Выбрать главу

Слушая это замечание, я не прекращал краснеть, вспоминая свое собственное прошлое в бытность обычным человеком. Моя жена была для меня священным объектом, и я превозмогал все привязанности, однако, услышав слова матери Лизиаса, я вспомнил слова древнего завещания: «не желай дома ближнего твоего, не желай жены ближнего твоего, ни раба его, ни рабыни, ни осла его, ни вола, ни какой-либо другой вещи, что принадлежит ему». В этот момент я почувствовал себя неспособным больше продолжать осуждать случай Тобиаса. Собеседница, словно воспринимая моё личное волнение, продолжила:

– Там, где усилия по налаживанию отношений являются задачами практически каждого, должно быть место для понимания и большого уважения к божественному милосердию, которое предлагает нам столько путей для достижения справедливого исправления. Любой опыт существа, связанный с определенным полом, является событием огромной важности для него самого. Поэтому братское взаимопонимание предшествует любой работе по истинному спасению. Недавно я услышала, как великий наставник Министерства Возвышения уверял, что если у него была бы возможность, то он материализовался бы в физических сферах, чтобы сказать всем верующим, что милосердие для проявления своей божественной сущности должно основываться на братстве.

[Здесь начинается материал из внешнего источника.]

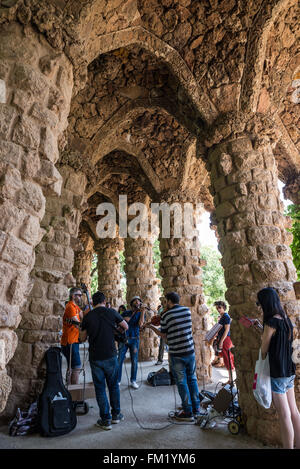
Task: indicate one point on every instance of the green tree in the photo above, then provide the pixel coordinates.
(157, 260)
(293, 211)
(214, 287)
(94, 274)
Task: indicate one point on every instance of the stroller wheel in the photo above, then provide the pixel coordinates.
(86, 408)
(234, 427)
(202, 421)
(240, 419)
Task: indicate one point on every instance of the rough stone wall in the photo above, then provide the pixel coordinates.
(255, 253)
(43, 311)
(109, 275)
(36, 88)
(83, 261)
(141, 281)
(181, 272)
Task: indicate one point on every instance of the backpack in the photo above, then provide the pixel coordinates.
(56, 412)
(159, 378)
(24, 422)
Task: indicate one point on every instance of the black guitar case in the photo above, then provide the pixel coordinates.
(56, 413)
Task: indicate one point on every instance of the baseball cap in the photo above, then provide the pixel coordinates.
(134, 298)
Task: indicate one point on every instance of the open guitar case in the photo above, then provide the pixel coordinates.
(56, 413)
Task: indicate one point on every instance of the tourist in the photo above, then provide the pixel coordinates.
(135, 320)
(162, 342)
(223, 340)
(99, 326)
(121, 309)
(176, 329)
(277, 341)
(70, 335)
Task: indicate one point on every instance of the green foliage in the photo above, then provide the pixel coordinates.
(94, 274)
(157, 259)
(213, 275)
(293, 211)
(214, 287)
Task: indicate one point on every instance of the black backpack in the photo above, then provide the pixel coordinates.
(160, 378)
(56, 413)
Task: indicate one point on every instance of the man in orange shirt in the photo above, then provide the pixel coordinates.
(70, 335)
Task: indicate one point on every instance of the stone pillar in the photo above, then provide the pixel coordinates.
(83, 261)
(141, 281)
(36, 87)
(181, 272)
(256, 254)
(42, 314)
(109, 274)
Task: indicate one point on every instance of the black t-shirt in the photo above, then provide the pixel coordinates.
(225, 319)
(99, 324)
(280, 349)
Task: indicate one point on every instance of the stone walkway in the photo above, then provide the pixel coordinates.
(146, 425)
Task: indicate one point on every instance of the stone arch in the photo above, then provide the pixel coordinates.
(109, 144)
(255, 54)
(140, 36)
(126, 113)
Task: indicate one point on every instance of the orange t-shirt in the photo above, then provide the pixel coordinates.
(70, 333)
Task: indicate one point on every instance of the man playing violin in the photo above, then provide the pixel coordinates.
(70, 334)
(176, 329)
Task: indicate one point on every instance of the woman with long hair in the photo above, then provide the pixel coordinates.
(277, 341)
(223, 338)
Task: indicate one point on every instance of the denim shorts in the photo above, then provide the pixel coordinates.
(282, 385)
(75, 358)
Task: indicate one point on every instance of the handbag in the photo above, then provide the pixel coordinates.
(262, 382)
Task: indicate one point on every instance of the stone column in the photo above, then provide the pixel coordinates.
(83, 261)
(36, 87)
(181, 272)
(141, 281)
(42, 314)
(109, 274)
(255, 248)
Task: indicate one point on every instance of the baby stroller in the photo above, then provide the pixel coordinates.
(223, 406)
(80, 392)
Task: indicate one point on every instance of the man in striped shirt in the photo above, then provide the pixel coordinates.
(176, 329)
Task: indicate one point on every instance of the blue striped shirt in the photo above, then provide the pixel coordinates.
(176, 323)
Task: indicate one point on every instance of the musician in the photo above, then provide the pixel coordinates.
(176, 328)
(162, 342)
(99, 326)
(223, 339)
(70, 334)
(135, 319)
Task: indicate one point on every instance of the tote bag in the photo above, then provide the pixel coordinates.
(262, 382)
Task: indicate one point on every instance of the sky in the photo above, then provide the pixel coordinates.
(207, 236)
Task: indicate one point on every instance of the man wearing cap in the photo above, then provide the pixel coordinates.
(135, 319)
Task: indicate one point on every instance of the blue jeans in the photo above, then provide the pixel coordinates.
(282, 385)
(133, 346)
(75, 357)
(184, 372)
(106, 371)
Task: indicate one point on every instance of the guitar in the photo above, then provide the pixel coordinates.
(120, 337)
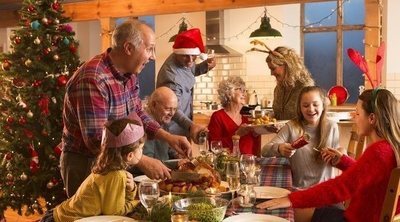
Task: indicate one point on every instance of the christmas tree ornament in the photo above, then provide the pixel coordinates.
(62, 80)
(46, 51)
(17, 40)
(5, 65)
(55, 5)
(36, 83)
(28, 62)
(10, 120)
(66, 41)
(31, 8)
(35, 25)
(50, 185)
(29, 114)
(45, 21)
(57, 150)
(22, 120)
(23, 177)
(36, 41)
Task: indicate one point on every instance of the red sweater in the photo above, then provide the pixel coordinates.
(222, 127)
(364, 182)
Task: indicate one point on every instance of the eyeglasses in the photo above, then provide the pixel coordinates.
(242, 89)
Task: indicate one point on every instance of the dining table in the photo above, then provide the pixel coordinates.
(275, 172)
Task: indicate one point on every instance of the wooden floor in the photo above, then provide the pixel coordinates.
(13, 216)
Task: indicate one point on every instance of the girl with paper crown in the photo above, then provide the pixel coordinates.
(109, 189)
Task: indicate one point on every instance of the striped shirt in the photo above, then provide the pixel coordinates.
(96, 93)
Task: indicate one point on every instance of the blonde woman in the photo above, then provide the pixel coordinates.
(291, 76)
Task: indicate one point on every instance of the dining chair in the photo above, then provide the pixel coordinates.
(391, 198)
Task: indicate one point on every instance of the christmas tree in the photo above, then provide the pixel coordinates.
(33, 77)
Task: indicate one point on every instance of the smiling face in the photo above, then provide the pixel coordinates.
(185, 60)
(311, 106)
(138, 57)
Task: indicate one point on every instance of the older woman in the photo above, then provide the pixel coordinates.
(228, 121)
(291, 76)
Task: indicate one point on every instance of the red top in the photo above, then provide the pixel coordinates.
(222, 127)
(364, 182)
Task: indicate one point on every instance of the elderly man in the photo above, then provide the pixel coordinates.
(162, 107)
(107, 88)
(178, 73)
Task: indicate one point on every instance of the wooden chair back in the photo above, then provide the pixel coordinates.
(392, 196)
(356, 144)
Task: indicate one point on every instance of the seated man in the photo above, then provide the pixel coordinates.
(161, 107)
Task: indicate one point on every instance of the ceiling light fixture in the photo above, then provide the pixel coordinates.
(265, 30)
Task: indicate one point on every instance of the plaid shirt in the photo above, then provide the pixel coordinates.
(96, 93)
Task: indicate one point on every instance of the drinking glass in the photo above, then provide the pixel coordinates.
(233, 176)
(149, 193)
(216, 146)
(248, 165)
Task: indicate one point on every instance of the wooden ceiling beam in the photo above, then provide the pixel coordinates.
(97, 9)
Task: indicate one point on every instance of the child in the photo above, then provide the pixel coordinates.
(109, 189)
(364, 181)
(308, 168)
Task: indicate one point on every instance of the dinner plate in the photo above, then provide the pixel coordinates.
(106, 218)
(140, 178)
(267, 192)
(254, 218)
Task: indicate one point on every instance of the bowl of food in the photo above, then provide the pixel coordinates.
(205, 209)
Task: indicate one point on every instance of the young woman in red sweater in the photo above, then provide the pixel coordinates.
(363, 181)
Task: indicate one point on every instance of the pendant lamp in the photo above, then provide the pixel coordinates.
(182, 28)
(265, 30)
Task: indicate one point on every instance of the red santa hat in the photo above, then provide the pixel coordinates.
(189, 43)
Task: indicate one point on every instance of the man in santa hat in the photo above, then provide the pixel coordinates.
(178, 73)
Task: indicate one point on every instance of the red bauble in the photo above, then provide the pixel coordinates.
(22, 120)
(31, 8)
(57, 150)
(37, 83)
(62, 80)
(10, 119)
(72, 48)
(46, 51)
(6, 64)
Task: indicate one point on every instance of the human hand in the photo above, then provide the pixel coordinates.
(282, 202)
(286, 150)
(331, 156)
(154, 168)
(130, 184)
(195, 129)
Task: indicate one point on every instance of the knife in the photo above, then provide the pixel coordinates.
(184, 176)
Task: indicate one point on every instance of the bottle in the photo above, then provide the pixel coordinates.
(333, 99)
(235, 147)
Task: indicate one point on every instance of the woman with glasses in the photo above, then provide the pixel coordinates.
(291, 76)
(228, 121)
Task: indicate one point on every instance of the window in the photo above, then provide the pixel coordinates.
(325, 43)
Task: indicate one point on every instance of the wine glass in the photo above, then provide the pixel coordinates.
(233, 176)
(216, 146)
(248, 165)
(149, 193)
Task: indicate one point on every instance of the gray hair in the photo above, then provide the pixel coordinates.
(226, 87)
(128, 31)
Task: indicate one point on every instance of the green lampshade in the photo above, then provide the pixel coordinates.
(182, 28)
(265, 30)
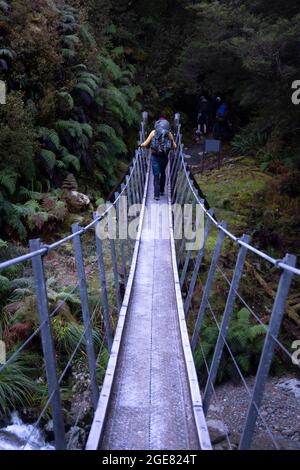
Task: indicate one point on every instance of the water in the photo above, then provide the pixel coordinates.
(20, 436)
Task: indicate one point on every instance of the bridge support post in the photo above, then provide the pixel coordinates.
(188, 300)
(178, 215)
(140, 177)
(267, 353)
(126, 215)
(86, 315)
(104, 298)
(179, 183)
(225, 323)
(48, 346)
(207, 288)
(122, 250)
(178, 162)
(187, 228)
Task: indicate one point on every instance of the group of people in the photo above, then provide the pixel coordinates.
(212, 116)
(161, 142)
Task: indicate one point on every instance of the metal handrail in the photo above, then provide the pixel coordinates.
(47, 248)
(276, 262)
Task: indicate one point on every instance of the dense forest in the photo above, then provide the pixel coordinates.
(78, 74)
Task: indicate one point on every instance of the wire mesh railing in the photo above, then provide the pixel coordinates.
(92, 327)
(202, 270)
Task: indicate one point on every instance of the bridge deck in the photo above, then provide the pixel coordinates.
(150, 404)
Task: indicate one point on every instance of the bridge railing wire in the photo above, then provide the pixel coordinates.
(186, 191)
(112, 259)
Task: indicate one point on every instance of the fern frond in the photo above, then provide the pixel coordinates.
(84, 87)
(49, 158)
(67, 98)
(71, 160)
(71, 41)
(8, 179)
(109, 68)
(49, 134)
(7, 52)
(87, 130)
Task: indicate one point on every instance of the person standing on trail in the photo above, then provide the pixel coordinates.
(221, 119)
(203, 114)
(161, 142)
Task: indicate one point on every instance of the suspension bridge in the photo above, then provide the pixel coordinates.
(151, 325)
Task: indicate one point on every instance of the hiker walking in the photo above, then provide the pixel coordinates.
(161, 142)
(220, 122)
(203, 115)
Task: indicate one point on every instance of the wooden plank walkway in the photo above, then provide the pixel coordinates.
(150, 404)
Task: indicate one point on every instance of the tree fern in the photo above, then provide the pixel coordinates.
(84, 87)
(49, 158)
(68, 54)
(71, 41)
(71, 161)
(51, 135)
(87, 130)
(7, 52)
(8, 179)
(67, 99)
(4, 6)
(79, 68)
(87, 37)
(109, 68)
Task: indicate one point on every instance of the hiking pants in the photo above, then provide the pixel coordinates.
(159, 165)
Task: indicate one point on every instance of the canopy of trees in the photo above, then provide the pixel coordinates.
(75, 72)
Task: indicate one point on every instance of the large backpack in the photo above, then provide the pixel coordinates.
(222, 112)
(161, 143)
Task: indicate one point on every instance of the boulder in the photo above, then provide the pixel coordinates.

В этот момент хозяйка дома пригласила меня навестить Элоизу, которая все еще находилась под наблюдением в домашней обстановке, давая понять, что не желает давать другие разъяснения касательно этого вопроса, Проверив как идет выздоровление молодой девушки, недавно прибывшей с планеты, я вернулся в Палаты Исправления, погруженный в глубокие размышления.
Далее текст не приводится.